にんじんの種まき方法と時期|覆土の厚さと水管理

にんじんの栽培イメージ
まずここだけ

種まきの結論

種まき時期
地域と地温に合わせる
まき方
すじまき / 直まき
まず確認
にんじんは発芽さえそろえば半分成功です。覆土は薄く、まいてから10日は絶対に…

読むのに約 7

にんじんは発芽さえそろえば半分成功です。覆土は薄く、まいてから10日は絶対に乾かしません。

種まきの手順

にんじんは直まきのみで、移植すると主根が傷んで必ず又根になります。ポットで育てて植え替えるという発想は捨ててください。すじまきにして密にまき、隣どうしで支え合わせながら間引いて仕上げます。

浅いまき溝ににんじんの種をまく様子
にんじんは発芽まで土を乾かさないことが大切です。浅い溝にまき、覆土はごく薄くします。
  1. まき溝を浅く作る

    板や支柱の側面を土に押しつけ、深さ1センチ弱の平らな溝を作ります。溝底を平らにすると種が同じ深さに並び、発芽の早い遅いが減ります。

  2. 1センチ間隔ですじまき

    種を1センチ間隔で落とします。密にまくのは間引き前提の作法で、隣の株が土を持ち上げ合って発芽が良くなるためです。厚まきしすぎると徒長(間のびして弱く伸びること)するので指でならしながら。

  3. 覆土は5ミリまで

    にんじんの種は光が当たると発芽する性質なので、覆土は5ミリ、多くても1センチ以内。種がうっすら見え隠れするくらいで十分です。厚い覆土が不発芽の最大原因です。

  4. 必ず鎮圧する

    覆土の上から手のひらか板でしっかり押さえます。種と土を密着させないと水が届かず、覆土が薄いぶん乾きも早くなります。ここを省くと発芽が飛び飛びになります。

  5. 静かにたっぷりかん水

    ハス口を上向きにして細かい雨のようにかけ、溝の土をえぐらないようにします。表土が流れて種が露出すると、そのまま干からびます。
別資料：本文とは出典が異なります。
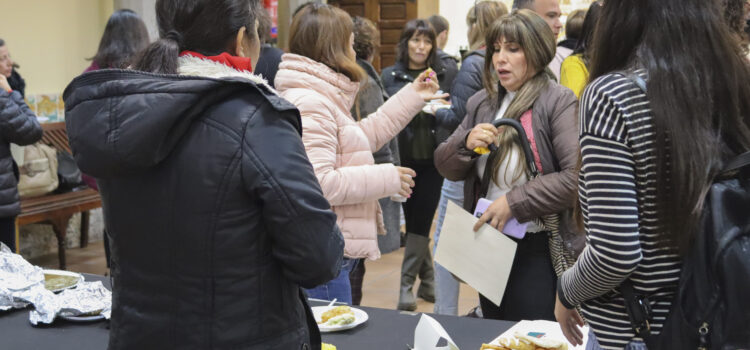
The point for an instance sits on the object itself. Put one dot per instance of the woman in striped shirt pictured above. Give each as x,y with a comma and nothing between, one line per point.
646,157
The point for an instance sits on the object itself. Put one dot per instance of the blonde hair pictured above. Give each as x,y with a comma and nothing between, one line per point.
316,21
533,35
480,18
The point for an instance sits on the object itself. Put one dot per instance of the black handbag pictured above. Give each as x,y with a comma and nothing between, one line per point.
68,174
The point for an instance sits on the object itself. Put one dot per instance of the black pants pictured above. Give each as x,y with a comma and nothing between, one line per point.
419,210
8,232
530,293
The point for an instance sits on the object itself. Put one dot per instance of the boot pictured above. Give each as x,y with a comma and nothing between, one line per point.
426,289
413,256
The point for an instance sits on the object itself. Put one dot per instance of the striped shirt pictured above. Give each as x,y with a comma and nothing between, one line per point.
617,189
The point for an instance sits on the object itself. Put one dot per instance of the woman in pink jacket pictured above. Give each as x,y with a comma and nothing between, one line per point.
321,77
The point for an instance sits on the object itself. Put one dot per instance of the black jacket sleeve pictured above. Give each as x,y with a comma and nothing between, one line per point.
18,123
467,83
275,167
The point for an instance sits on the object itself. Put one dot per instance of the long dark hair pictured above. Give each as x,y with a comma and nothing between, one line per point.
418,27
124,37
587,31
697,89
317,21
208,27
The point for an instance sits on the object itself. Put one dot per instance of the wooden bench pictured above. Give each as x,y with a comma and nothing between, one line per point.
57,209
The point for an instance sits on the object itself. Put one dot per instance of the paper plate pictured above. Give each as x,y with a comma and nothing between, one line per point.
360,317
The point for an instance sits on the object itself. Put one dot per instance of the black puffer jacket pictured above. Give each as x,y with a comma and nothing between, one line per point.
467,83
396,77
18,125
214,212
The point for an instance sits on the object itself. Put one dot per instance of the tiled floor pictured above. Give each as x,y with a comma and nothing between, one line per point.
380,288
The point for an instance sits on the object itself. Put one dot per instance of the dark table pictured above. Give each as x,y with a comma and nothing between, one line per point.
393,330
385,329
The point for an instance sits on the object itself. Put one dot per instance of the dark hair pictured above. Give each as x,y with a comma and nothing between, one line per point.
479,19
366,37
587,33
264,24
315,21
208,27
698,92
574,24
439,23
412,28
734,15
523,4
124,37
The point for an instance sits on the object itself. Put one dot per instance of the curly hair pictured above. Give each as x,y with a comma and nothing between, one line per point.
366,38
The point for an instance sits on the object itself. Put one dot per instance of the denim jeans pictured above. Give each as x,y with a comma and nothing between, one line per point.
339,287
446,286
593,344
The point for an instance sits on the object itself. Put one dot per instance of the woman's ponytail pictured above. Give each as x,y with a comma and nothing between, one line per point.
161,56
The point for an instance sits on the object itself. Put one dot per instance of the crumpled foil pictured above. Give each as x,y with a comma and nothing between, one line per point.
22,284
18,280
87,299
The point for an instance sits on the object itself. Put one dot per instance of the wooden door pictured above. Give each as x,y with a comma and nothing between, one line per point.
390,16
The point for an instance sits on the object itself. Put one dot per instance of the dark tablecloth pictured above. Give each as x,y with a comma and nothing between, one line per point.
385,329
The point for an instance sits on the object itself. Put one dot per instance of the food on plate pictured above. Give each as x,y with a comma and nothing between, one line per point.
341,320
57,282
336,311
525,342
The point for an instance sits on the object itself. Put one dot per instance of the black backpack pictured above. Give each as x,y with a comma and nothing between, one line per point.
711,309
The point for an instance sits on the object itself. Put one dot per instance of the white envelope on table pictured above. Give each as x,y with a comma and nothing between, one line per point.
482,259
428,334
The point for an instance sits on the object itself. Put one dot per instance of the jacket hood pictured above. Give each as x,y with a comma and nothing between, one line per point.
121,122
300,72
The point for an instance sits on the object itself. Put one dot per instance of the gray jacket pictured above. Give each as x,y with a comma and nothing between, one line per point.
371,96
18,125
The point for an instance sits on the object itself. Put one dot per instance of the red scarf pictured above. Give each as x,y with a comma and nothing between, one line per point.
236,62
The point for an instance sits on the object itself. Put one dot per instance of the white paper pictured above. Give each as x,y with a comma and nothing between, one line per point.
428,334
482,259
549,328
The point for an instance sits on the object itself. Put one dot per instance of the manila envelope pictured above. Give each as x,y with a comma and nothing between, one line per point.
482,259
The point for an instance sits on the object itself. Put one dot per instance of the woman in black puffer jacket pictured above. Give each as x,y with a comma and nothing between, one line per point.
214,212
416,53
18,125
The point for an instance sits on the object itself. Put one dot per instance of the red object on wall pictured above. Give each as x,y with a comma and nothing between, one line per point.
273,9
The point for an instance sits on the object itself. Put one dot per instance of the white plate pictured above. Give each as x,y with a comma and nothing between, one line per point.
428,107
82,318
64,273
360,317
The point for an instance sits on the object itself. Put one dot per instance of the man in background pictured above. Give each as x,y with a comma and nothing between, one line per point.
442,27
549,10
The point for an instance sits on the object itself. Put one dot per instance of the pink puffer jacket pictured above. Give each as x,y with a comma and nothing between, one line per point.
340,149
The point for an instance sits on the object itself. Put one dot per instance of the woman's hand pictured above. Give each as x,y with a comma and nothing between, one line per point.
569,321
4,83
481,136
426,85
407,181
497,214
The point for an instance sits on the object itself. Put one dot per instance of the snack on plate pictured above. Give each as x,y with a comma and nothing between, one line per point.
524,342
336,311
341,320
544,343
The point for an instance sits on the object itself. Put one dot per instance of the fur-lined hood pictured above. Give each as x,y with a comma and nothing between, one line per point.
200,67
125,121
覆土して軽く押さえる(転圧という)と、種と土が密着し、水を吸いやすくなります。強く固めすぎないようにします。

発芽がそろえば栽培の半分は終わる

まず自分がいつまくかを決めます。同じ出ないでも、春と夏では原因が逆で、打つ手も逆になるためです。次の表で自分の時期の行を見てから、続きを読んでください。

にんじん栽培で最大の山は発芽で、ここを越えれば以降の作業は間引き土寄せ(株元へ土を寄せること)だけです。うまくいかない人のほとんどは病害虫ではなく、まいた種の半分も出ないところでつまずいています。逆に一斉に出そろえば、あとは間引きの遅れさえ避ければ形は整います。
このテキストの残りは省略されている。